At this late point in the conference, with a winning record and the postseason looming, Roe no longer had to worry about Alaska replacing him. But being assured of a paycheck until season’s end wasn’t enough for Roe, who was feeling the weight of the sacrifices he made this season. Foremost among them was rest, something most thirty-two-year-old athletes need in much greater quantities than Roe received. Including the Australian league, he had been playing for nine months straight, and Alaska’s playoff run would probably last another two months. Not long after this PBA stint was up, he was expected to report to Townsville, Australia, for another season. With Alaska, Roe was holding back his scoring for the sake of Cone’s triangle offense and to anchor the defense
. He was averaging about 20 points a game when he could easily norm 30. Money alone wasn’t enough to make the grueling schedule and his selfless output worthwhile. He already had a house, a BMW, motorcycles, and tailored suits at home in Seattle; his goal was something less tangible and more meaningful—a championship in an international league, something he’d never won before.

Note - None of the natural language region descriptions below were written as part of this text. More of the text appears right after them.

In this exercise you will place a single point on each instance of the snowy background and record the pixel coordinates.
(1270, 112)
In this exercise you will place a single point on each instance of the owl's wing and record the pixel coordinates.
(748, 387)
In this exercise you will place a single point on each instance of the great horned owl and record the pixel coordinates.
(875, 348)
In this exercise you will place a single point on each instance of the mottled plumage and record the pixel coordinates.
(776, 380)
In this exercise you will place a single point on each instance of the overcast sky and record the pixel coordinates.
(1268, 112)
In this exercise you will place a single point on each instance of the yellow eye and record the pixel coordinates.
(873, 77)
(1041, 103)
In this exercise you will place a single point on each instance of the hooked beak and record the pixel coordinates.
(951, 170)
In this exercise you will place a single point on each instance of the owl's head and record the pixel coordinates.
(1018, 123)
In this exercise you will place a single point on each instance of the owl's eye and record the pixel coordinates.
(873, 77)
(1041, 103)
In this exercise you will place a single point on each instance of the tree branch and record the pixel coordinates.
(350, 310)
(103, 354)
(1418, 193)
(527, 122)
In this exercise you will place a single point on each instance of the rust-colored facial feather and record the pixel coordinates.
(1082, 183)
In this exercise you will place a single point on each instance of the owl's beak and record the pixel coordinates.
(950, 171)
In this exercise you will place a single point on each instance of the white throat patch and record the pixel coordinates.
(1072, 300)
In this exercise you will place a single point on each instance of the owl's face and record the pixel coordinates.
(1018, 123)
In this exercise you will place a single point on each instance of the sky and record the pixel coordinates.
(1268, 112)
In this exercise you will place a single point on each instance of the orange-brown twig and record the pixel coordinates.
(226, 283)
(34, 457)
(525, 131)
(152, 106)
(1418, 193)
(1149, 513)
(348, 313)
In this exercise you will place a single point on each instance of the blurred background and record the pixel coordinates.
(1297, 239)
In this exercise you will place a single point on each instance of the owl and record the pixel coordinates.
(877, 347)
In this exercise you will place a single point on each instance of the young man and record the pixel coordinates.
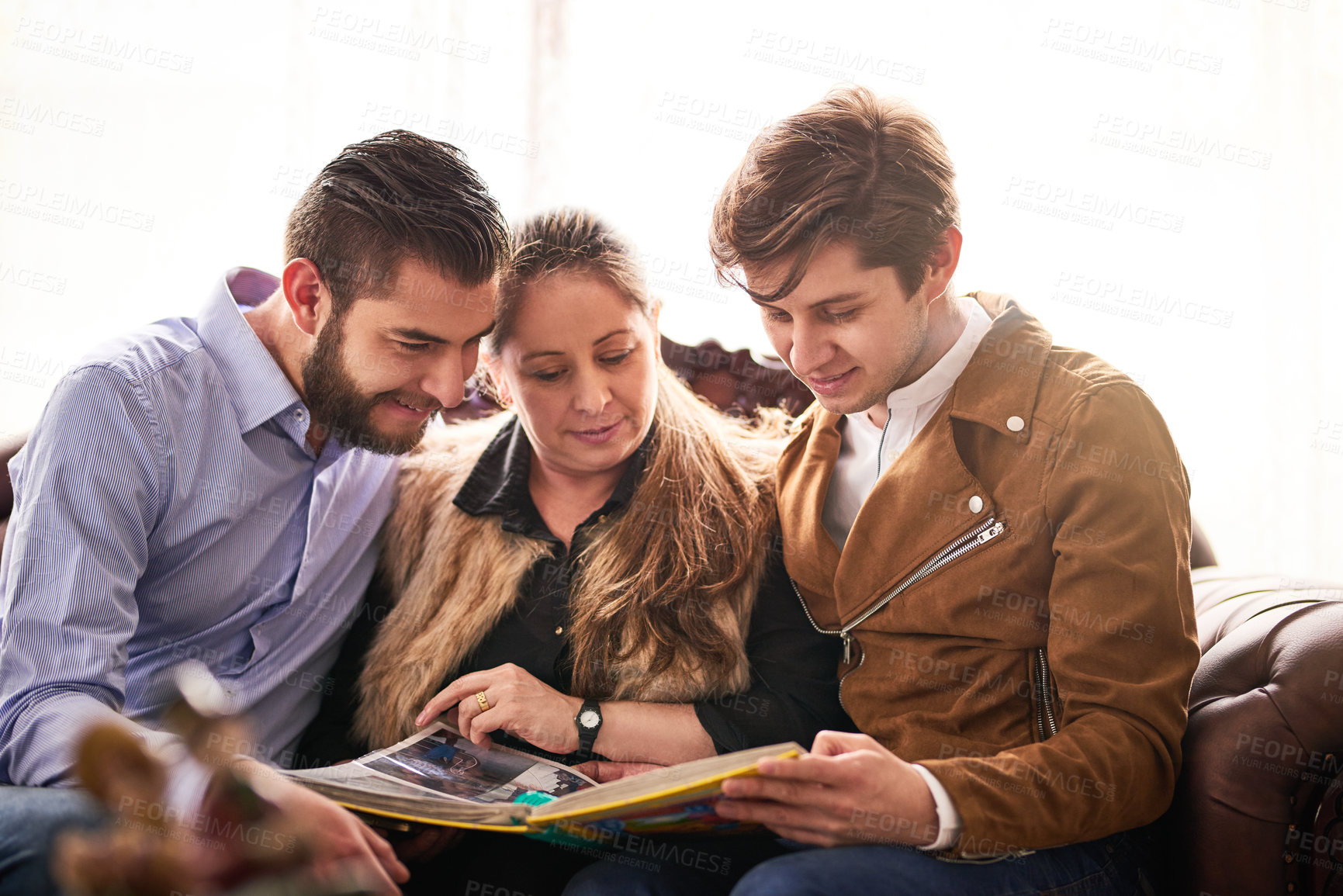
(211, 488)
(995, 527)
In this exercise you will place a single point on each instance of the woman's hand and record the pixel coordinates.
(519, 704)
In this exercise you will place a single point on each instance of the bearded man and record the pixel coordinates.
(211, 488)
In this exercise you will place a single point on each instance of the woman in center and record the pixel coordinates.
(594, 573)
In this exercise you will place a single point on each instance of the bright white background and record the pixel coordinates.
(1159, 182)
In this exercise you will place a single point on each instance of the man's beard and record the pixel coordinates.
(339, 407)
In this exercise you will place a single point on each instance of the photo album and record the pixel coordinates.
(438, 777)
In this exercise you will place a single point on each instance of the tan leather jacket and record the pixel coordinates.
(1014, 593)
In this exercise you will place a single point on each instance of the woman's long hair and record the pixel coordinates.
(674, 562)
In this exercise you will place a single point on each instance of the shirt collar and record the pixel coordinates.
(942, 375)
(254, 382)
(499, 483)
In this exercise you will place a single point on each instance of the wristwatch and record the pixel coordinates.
(589, 721)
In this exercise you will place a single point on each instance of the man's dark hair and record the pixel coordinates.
(389, 198)
(854, 167)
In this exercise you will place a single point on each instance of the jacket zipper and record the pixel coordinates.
(982, 534)
(1047, 725)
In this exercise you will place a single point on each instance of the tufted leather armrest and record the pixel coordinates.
(1264, 747)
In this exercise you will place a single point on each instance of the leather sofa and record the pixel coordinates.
(1258, 806)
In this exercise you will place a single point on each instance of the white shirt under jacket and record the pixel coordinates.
(865, 449)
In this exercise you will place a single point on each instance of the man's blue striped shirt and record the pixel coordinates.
(168, 507)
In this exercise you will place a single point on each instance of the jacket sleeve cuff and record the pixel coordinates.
(948, 820)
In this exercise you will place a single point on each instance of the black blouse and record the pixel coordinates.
(793, 694)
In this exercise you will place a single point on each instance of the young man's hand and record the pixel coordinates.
(334, 835)
(848, 790)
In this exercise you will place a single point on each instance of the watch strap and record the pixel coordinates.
(587, 736)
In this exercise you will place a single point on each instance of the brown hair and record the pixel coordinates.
(389, 198)
(691, 538)
(858, 167)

Other annoyances of life in Manila were also wearing on Roe. During practice, his friend and former teammate Jojo Lastimosa had made it his mission to correct Roe’s shooting form. Jojo, one of the best guards in PBA history, had the ruthless self-confidence of an all-time great. In his mind, no task, no matter how formidable, was beyond him. Roe was ten years into his pro career, and he’d succeeded at every level except the NBA. Yes, there were chinks in his game, but changing them now was pointless. Still, Roe played along with Jojo’s coaching, tucking his elbow in and shooting free throws under the coach’s guidance after practice. He didn’t intend to use Jojo’s suggestions in a real game, but he put up with them out of respect.
Roe’s relationship with his driver Neil had become strained. This was Neil’s first job chauffeuring a PBA import, and he was having a little too much fun. Neil happened to resemble PBA journeyman Joey Mente, so when he traveled with the team Neil pretended to be Mente and signed autographs as him.61 He enjoyed shooting around before practice, a perfectly acceptable pastime until he began wearing Roe’s discarded headbands and challenging reserve guard Rensy Bajar to embarrassing games of one-on-one. Neil’s transformation from humble employee to wannabe baller coincided with more serious transgressions. He acted as Roe’s de facto translator when they shopped in Metro Manila’s sprawling flea markets, talking vendors down from their asking prices. Sometimes, Roe noticed Neil telling shopkeepers to add extra DVDs to his tab. Later, in the car, Neil would slip the additional movies into his own bookbag. When Roe went to the mall for dinner or coffee and Neil noticed women eyeing the import, he would take it upon himself to ask if they wished to visit Roe’s apartment.